'The Crown' costumes: Recreating the royal family's boldest fashion moments

“The Crown” Costumes: Recreating the Royal Family’s Boldest Fashion Moments



Nlike different latest TV blockbusters like "Game of Thrones," Netflix collection "The Crown" doesn't demand elaborate CGI or scenes that take months to shoot. But the display nonetheless boasts an immense price range: Netflix has been tight-lipped on the general fee of the display, but, according to The Guardian, as a lot as £50 million ($sixty four million) could have been spent in line with series. And a whole lot of this is invested in outfitting Queen Elizabeth II and enterprise, with some of the royals' maximum well-known -- and frequently debatable -- ensembles faithfully recreated in their entirety.
The 1/3 season of "The Crown," which released Sunday, will highlight a number of the royal circle of relatives's most memorable style -- which includes its greatest hats. The Queen, a function taken over from Claire Foy via Olivia Colman, attends her 1977 silver jubilee celebrations in a shiny purple hat with matching cloth bells swinging from the back. In actual life, the hat confronted extensive mockery, with Labour baby-kisser Neil Kinnock reportedly describing the hat as searching "like a disconnected switchboard."

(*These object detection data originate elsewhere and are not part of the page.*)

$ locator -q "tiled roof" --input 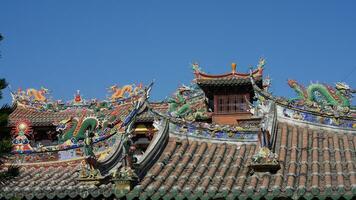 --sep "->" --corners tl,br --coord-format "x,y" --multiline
0,122 -> 356,199
128,123 -> 356,199
0,162 -> 113,199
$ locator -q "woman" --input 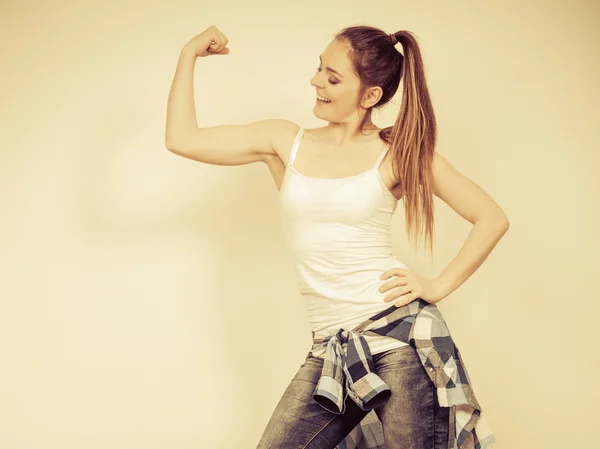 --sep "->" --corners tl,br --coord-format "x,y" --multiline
166,26 -> 509,449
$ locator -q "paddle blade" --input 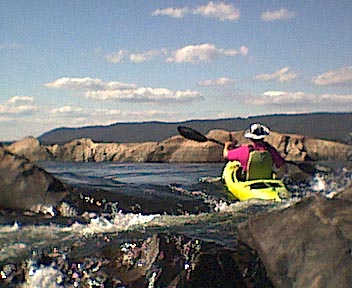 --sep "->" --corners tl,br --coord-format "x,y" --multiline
177,126 -> 208,142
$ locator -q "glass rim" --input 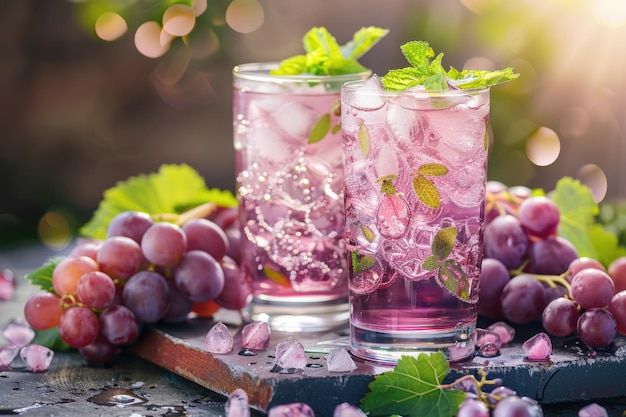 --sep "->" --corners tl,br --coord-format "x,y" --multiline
341,80 -> 491,97
233,61 -> 372,83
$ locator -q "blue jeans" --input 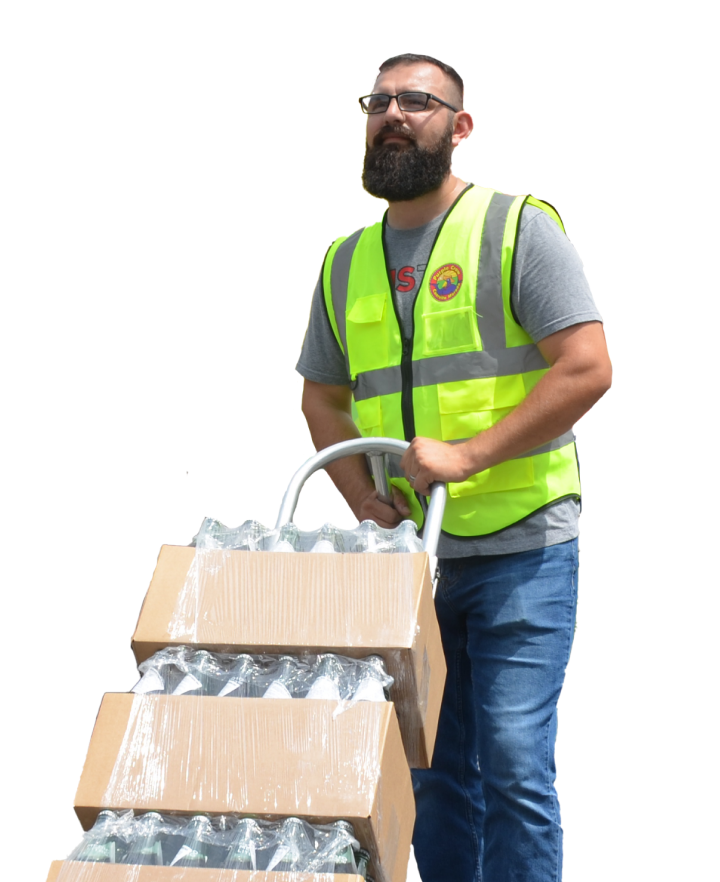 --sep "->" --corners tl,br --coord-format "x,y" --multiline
412,539 -> 578,882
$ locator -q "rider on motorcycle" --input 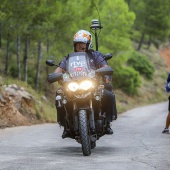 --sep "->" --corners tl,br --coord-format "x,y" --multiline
54,30 -> 117,138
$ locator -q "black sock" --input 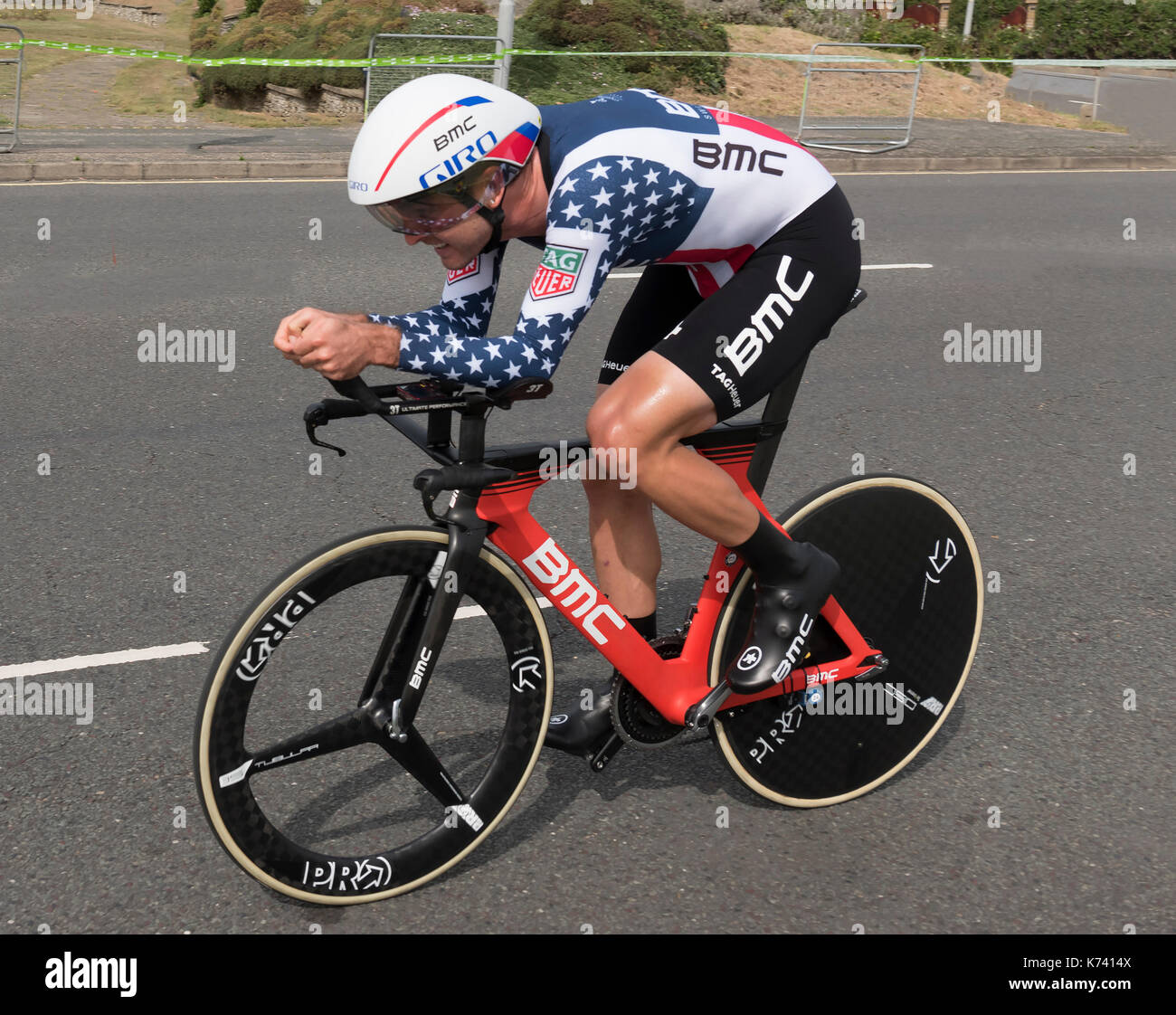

The monarch debuted more famous headgear at the 1969 investiture of Prince Charles, played in "The Crown" by Josh O'Connor. Elizabeth wore a yellow silk coat over a matching dress, designed by royal couturier Norman Hartnell, completing the Tudor-inspired ensemble with a pearl-encrusted hat. In a still from the upcoming season of "The Crown," Olivia Colman wears a replica of the hat, paired with an appropriately severe expression on her face.



Queen Elizabeth, the Queen Mother, also went bold for the occasion, wearing a vast, acid-green hat finished with osprey feathers. Costume director Amy Roberts told the Financial Times that the series' replica, worn by actor Marion Bailey, invited some hilarity during filming: "The director almost wet himself when [Bailey] walked on set," she said.


Also recreated within the 0.33 season is an outfit that the real-life Elizabeth wore to go to the Welsh village of Aberfan, Wales, after a hundred and forty four humans, most of them kids, were killed while a slag heap engulfed the village. A costume version of the fur hat and double breasted trimmed coat is worn through Colman on screen, in a somber scene.


In its debut season, a sizable chunk of the series' budget went into replicating the wedding dress Elizabeth wore to marry Prince Philip in 1947. The original ivory satin gown, also designed by Hartnell, was embroidered with 10,000 imported seed pearls, and towed a 15-foot tulle train behind it. Famously, however, Elizabeth had to pay for the satin herself using coupons -- the couple married only two years after the end of World War II, and fabric was still strictly rationed.



Claire Foy, who played the Queen in the first  collection of "The Crown," wore an specific replica of the robe to movie the show's opening episode; it "weighed a ton," she advised the Telegraph. It took costumers seven weeks to recreate the get dressed, costing a total of £30,000 ($39,000).

"The Crown" also reenacted some of the late, fashion-loving Princess Margaret's most renowned looks, though two of them appeared to involve very little clothing at all. In the second season, viewers saw Vanessa Kirby's Margaret pose for her 29th birthday portrait, shot by photographer and future husband Antony Armstrong-Jones. The end result scandalizes the on-screen royals, who argue that Margaret's strapless dress gives the impression of nudity. The real-life Margaret did indeed bare her shoulders in several royal portraits, though there's no verifiable word on her family's response.

In a trailer for the new season, we see the genesis of another famed photo of Margaret, now played by Helena Bonham-Carter. The Queen's younger sister grins in a bathtub, wearing an elaborate tiara and a full face of makeup. Armstrong-Jones, known after their wedding as the Earl of Snowdon, was also behind the real-life photo, taken as Margaret prepared to go out.

In real life, the royal own family has long shown its penchant for style. In 2018, Queen Elizabeth even graced the the front row of London Fashion Week, sitting next to Anna Wintour. The monarch attended a display by using British dressmaker Richard Quinn, wearing a powder blue tweed dress and jacket. In September, Meghan, Duchess of Sussex released a workwear line to advantage British charity Smart Works. And just this month, Prince Charles made headlines with information that he could be teaming up with Yoox Net-a-Porter on a capsule series.